There are rules that exist for a reason and there are certain rules that also exist which need to be struck down. Do you think the entrepreneurs are overtly regulated or is the regulatory burden not that high?
Let me give you another example. When an Indian company raises money from overseas and not from a Mauritius entity but directly from an Angel investor from overseas, the money comes in forex. There has to be a particular filing with the RBI. Sometimes start-ups omit to file there simply for lack of knowledge. Let us say the company does well and the investor is taking out 10x or 20x right now, that repatriation has to go to RBI. RBI says show us the documents that you filed when the money came in. It is a legitimate question for RBI to ask and if the startup has omitted to file that, then it takes a lot of time to sort it out with RBI and that discourages foreign investors from investing again in India.
So it is not that the RBI is wrong, it is that we have to find elegant solutions to all these problems.
What would be the solution so that you can take money from a foreign investor without having to worry that I am going to be challenged later?
That is what we have to work out with people from the direct tax, people from RBI, the MCA. We do not have all the answers yet.
India is at number three with the highest number of unicorns in the world. We have seen 12 unicorns during the pandemic year 2020. One has already come in 2021!
India is doing very well in start-ups.The question is how can we make it better? So what I am talking about is really fine tuning or tweaking to make it do even better.
What would be your advice for the young founders who are dreaming big?
I would like to say that customer’s money is better than the investor’s money and the reason is you can get the customer’s money repeatedly and at a price higher than your cost of delivery, then you probably have a viable business so long as you can get enough customers. And if you are getting customer’s money on these terms, then chances are you will get the investor’s money because investors love to invest in businesses that are getting customer money. However, if you get investor money first, there is no guarantee that you will get the customer’s money because getting the investor’s money is often about impressing two MBAs across the table with your Powerpoint but the customer is not your uncle, aunt or your mother. They will not do you a favour and will give money only if they believe what you are offering works for them. Therefore focus on the customer’s money more than the investor’s money.

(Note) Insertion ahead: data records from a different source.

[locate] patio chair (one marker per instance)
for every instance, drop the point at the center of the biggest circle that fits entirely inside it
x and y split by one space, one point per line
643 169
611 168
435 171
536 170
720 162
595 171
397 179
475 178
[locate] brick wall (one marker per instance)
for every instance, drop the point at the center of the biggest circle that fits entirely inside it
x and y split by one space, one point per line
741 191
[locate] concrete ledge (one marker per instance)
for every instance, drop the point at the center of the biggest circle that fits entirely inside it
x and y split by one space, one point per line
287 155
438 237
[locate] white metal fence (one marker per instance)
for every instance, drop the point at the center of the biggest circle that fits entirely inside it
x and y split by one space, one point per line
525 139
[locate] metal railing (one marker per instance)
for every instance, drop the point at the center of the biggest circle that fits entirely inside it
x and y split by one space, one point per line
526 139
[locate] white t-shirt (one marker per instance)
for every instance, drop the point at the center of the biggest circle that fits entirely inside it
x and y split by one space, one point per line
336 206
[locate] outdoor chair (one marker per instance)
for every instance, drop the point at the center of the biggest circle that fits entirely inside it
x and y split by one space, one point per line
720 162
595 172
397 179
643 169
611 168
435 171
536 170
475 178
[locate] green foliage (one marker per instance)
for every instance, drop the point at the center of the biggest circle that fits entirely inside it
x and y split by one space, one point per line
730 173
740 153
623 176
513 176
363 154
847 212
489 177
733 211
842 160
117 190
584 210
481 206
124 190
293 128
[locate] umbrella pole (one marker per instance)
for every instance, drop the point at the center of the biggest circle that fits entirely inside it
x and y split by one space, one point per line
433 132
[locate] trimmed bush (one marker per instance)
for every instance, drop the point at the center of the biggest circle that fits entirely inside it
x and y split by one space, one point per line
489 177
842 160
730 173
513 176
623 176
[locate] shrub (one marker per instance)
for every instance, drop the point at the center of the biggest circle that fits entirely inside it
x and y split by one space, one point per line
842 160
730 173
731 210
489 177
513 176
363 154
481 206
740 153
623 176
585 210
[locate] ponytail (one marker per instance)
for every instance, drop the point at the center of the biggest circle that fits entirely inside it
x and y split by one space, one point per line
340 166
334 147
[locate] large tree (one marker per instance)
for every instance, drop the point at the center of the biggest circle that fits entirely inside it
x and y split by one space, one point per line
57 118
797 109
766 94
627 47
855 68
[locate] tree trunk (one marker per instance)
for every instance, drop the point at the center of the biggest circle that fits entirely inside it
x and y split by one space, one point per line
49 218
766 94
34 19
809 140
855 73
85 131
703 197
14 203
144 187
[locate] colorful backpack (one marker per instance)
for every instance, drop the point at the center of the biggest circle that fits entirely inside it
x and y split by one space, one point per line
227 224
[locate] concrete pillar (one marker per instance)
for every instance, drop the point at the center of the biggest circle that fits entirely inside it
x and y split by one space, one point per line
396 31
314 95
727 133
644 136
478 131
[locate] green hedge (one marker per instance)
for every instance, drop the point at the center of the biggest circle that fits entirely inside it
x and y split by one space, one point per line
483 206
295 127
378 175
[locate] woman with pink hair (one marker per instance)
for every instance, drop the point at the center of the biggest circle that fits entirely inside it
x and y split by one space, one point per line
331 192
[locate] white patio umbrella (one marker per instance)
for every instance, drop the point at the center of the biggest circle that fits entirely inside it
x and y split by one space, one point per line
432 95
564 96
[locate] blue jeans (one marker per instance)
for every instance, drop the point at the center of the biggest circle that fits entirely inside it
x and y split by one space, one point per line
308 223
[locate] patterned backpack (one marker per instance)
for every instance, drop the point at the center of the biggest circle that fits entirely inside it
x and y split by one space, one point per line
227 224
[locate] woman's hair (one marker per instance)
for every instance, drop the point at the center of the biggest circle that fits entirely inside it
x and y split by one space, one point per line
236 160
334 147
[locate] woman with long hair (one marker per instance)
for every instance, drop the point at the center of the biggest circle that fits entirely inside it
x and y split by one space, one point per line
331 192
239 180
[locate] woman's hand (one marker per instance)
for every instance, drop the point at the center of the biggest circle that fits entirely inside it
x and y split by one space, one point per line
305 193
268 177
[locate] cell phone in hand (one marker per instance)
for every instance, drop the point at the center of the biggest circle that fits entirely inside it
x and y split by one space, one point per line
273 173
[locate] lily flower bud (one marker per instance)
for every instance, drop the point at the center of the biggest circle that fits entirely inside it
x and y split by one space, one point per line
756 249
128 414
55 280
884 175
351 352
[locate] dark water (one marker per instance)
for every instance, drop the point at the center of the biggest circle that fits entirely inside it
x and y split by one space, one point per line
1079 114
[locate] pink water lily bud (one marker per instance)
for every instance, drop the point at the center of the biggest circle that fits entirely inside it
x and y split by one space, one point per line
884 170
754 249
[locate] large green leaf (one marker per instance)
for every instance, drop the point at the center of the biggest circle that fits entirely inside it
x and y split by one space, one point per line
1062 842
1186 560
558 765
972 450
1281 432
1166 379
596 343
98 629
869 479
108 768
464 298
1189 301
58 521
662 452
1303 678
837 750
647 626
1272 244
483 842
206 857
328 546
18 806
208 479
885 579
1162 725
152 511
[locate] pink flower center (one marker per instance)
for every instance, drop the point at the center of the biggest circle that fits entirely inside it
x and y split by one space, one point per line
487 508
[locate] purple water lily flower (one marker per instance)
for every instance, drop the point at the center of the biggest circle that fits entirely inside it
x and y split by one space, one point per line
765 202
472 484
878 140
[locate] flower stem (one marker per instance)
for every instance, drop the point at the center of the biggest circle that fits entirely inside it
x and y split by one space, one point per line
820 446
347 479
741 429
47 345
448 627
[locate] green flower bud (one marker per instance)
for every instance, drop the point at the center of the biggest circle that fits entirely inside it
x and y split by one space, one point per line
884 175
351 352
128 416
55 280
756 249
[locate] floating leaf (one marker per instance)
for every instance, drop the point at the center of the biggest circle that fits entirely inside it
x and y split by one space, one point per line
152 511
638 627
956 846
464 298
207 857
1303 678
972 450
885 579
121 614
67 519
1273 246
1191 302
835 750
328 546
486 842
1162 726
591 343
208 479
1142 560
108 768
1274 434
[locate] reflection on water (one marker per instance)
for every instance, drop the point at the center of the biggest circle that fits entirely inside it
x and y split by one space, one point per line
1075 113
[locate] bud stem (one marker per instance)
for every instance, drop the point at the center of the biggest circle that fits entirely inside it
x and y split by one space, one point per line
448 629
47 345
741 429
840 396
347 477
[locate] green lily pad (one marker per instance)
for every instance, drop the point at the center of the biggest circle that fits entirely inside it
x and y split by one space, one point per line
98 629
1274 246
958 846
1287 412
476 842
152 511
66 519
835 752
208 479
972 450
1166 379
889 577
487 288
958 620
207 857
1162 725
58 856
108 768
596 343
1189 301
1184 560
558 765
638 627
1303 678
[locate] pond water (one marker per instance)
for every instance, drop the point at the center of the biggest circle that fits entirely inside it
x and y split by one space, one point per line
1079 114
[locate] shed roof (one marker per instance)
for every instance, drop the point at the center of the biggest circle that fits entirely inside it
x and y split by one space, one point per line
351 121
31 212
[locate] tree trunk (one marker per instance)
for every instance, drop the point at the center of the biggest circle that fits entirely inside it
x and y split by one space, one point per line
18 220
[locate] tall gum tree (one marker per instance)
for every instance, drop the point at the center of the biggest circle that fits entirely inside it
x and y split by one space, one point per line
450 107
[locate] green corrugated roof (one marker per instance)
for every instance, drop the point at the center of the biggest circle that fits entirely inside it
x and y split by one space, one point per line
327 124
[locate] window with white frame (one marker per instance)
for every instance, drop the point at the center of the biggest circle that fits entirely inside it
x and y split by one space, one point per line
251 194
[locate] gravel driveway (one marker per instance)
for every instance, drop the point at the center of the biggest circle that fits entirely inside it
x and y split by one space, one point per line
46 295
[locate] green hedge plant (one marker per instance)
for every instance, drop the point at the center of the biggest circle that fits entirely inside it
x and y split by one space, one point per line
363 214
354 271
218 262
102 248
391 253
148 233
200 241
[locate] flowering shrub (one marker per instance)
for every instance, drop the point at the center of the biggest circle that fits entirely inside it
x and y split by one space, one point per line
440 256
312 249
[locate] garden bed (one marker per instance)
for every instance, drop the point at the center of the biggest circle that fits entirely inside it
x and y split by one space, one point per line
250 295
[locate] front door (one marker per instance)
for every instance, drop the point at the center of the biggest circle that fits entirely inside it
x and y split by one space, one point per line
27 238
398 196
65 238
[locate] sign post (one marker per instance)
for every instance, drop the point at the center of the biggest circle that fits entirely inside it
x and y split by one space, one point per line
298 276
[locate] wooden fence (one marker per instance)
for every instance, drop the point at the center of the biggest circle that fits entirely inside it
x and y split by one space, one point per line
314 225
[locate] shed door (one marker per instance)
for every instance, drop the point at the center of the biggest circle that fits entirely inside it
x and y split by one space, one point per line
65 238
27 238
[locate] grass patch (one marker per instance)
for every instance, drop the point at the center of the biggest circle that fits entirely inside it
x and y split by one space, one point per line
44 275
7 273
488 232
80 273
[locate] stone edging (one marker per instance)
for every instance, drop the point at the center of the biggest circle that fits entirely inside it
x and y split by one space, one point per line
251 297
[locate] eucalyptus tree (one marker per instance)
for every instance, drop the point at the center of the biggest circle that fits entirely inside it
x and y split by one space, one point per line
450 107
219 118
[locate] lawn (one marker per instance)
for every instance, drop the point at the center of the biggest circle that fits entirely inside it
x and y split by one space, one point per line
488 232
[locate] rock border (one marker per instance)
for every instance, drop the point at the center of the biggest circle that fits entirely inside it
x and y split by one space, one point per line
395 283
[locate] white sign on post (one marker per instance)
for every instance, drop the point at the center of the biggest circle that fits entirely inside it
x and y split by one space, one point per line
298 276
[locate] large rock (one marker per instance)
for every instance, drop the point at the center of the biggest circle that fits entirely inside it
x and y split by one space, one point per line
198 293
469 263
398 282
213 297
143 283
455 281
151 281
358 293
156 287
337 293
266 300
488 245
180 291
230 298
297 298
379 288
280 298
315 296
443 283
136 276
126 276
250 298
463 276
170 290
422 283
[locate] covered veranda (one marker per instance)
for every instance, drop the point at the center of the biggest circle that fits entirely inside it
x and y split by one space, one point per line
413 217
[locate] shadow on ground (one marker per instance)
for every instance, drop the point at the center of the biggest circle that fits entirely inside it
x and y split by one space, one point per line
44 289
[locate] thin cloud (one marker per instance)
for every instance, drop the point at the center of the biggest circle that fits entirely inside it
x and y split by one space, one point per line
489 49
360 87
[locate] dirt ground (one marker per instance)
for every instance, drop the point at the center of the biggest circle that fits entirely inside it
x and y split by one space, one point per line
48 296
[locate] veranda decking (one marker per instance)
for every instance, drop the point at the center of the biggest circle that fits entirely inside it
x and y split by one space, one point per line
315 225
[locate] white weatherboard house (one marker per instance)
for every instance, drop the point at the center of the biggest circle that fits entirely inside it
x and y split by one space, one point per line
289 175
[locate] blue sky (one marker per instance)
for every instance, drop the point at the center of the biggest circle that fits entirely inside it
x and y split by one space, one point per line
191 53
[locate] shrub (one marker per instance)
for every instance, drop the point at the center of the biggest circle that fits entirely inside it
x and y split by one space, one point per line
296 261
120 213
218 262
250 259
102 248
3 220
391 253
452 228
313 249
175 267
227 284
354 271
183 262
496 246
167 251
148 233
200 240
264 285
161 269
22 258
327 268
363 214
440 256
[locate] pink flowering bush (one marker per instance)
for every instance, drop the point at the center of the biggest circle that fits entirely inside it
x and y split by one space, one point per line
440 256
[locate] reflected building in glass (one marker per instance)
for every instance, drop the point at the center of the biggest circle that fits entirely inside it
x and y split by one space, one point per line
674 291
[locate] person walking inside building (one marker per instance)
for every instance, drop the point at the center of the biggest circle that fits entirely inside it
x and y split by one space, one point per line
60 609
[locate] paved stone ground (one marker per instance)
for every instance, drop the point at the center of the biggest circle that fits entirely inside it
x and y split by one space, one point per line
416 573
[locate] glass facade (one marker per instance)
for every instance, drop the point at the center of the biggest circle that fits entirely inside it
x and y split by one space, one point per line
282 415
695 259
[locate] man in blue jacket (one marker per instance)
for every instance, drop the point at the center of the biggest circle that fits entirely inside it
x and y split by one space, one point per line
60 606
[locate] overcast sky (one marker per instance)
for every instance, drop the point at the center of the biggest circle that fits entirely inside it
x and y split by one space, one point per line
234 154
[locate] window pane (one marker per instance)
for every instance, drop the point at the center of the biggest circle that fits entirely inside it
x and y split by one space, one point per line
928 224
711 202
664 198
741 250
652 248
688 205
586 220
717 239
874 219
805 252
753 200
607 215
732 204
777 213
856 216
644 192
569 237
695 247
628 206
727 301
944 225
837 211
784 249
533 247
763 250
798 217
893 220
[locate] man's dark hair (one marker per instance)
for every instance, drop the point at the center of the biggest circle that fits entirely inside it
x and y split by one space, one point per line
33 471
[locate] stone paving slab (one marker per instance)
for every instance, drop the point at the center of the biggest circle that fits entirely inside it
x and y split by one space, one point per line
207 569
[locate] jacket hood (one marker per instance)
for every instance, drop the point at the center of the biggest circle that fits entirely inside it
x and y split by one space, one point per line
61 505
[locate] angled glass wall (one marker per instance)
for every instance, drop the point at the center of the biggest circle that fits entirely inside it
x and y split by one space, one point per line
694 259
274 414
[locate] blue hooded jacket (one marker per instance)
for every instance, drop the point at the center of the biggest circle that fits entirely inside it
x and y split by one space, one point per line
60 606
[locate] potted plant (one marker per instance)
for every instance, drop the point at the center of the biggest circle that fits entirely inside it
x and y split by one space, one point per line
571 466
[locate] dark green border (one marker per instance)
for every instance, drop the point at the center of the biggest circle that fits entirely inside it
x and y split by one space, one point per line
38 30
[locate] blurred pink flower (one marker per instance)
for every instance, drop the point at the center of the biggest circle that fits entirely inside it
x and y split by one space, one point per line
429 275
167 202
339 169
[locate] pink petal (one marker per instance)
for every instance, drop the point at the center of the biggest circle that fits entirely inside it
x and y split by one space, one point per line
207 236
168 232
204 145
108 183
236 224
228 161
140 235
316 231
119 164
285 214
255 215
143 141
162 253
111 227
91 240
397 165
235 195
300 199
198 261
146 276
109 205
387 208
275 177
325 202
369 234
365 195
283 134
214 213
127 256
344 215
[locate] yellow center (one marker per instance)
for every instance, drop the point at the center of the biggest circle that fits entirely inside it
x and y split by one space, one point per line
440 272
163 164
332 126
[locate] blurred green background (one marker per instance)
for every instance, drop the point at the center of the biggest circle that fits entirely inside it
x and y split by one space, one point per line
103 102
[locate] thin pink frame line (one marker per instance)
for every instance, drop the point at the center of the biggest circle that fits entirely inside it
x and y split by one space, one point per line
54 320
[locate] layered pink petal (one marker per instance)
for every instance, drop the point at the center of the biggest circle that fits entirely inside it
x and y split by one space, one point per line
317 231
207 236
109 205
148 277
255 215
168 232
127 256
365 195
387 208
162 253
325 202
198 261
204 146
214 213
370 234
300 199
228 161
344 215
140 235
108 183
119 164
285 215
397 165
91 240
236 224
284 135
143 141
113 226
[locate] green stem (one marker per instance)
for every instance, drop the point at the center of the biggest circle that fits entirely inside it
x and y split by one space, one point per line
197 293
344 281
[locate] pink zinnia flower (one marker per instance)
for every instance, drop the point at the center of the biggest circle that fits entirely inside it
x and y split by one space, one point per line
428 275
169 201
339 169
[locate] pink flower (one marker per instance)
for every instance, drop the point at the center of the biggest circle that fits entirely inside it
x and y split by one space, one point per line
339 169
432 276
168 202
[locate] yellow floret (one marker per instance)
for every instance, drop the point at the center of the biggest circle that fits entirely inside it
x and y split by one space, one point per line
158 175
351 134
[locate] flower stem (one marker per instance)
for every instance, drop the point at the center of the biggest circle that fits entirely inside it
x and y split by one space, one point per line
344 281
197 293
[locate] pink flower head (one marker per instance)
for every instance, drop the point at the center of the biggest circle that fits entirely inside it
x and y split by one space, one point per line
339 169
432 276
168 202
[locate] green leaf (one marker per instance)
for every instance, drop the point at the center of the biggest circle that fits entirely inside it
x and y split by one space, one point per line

So, you are a strong believer in having a healthy balance sheet using the customer money to grow big. If you get an investor well and good, otherwise do it organically with accruals because debt is very difficult?
Yes, I would like to point out that Zerodha and ZOHO are two shining examples of companies that have been built without taking investor’s money at all simply because they were making something that customers wanted and they were able to get more customers and build on customer’s money. Of course, not everybody can do that and not everybody is doing that. We ourselves invested in start-ups but great companies are capital efficient. Google raised only $25 or $50 million before its IPO and the entire market cap has been built on that amount of money.